The Right Way to Protect Schools
The last few years have seen several incidents in which one or two men have undertaken violence at schools. They typically put on paramilitary garb and bring enough weaponry to terrorize the entire school. Many large school districts have metal detectors in high schools, but a metal detector is useless against someone who comes in with no intention of surrendering his weapon. Aside from militarizing the schools, protecting schoolchildren while they learn seems to be a difficult task. Doing so while maintaining a positive learning atmosphere seems especially daunting.
Well, a new method to combat the violence comes from the Burleson, Texas school district.
BURLESON — Hoping to stiffen its defense against intruders, the Burleson school district is training students and teachers to fight back with everything from books to scissors.
The "critical incident response" training for teachers and students instructs them to disrupt attackers by barraging them with classroom supplies, officials said.

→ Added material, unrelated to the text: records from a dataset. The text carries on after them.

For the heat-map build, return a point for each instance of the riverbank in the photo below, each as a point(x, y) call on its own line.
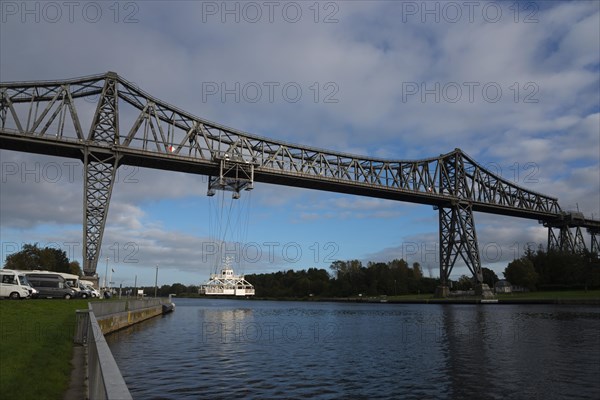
point(36, 347)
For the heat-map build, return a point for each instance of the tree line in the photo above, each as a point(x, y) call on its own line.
point(554, 270)
point(536, 270)
point(49, 259)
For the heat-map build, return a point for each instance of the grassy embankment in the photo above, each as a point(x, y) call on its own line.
point(36, 346)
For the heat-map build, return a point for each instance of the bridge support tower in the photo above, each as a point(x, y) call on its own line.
point(459, 238)
point(100, 164)
point(561, 237)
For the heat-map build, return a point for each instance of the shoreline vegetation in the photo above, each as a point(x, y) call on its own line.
point(37, 335)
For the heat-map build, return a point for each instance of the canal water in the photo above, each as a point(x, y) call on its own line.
point(223, 349)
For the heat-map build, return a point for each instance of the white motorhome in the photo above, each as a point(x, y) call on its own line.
point(14, 284)
point(89, 285)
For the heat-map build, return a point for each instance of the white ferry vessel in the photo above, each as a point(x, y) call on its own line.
point(227, 283)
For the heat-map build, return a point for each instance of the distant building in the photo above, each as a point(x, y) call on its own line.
point(503, 286)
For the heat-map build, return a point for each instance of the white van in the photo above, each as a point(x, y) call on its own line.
point(14, 284)
point(89, 286)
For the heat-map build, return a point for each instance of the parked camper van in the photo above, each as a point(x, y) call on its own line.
point(74, 283)
point(89, 286)
point(50, 285)
point(14, 284)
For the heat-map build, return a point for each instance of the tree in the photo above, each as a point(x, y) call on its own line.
point(464, 283)
point(75, 268)
point(33, 257)
point(521, 272)
point(489, 277)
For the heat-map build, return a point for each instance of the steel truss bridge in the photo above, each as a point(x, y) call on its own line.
point(106, 121)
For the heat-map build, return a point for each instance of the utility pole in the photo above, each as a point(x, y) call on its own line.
point(156, 281)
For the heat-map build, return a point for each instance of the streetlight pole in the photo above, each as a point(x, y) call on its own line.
point(156, 281)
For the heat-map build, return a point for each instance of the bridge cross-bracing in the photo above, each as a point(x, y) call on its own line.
point(127, 126)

"Crawling under a table and hoping and waiting for rescue is not a recipe for survival," Greg Crane, an incident response trainer, said in a report by Dallas-Fort Worth television station KTVT.
Crane's wife, school principal Lisa Crane, adds, "Do we need to put armies in schools? I have a small army here." 600 teachers have received training in how to fight back, including using any means possilble to distract and harass the attacker.
Hopefully one of the components of such training would be to tell students that in an emergency situation, as in every situation, they have the choice to act or not to act. If they choose not to act, they are putting their fate in the hands of someone with proven disregard for their safety. If they choose to act, the power is theirs. As Blonde Sagacity put it, "I think it's incredibly empowering for the children - especially in light of the stress that current events have placed on them.".
There may be some parents who fear training kids to fight back will increase their child's likelihood of being harmed in a school attack. I think recent history has shown us that killers love attacking schools precisely because they expect little resistance.
When that bad man attacked the Amish school, I thought, "What if that teacher had a gun? Would those kids be alive today?" But I think the real question is, "What if those kids had all rushed and attacked the attacker?" If he had known they would do that, would he have attacked them?
It is perhaps the most firmly entrenched right, the right of self-defense. It's about time we taught our kids the proper way to exercise that right.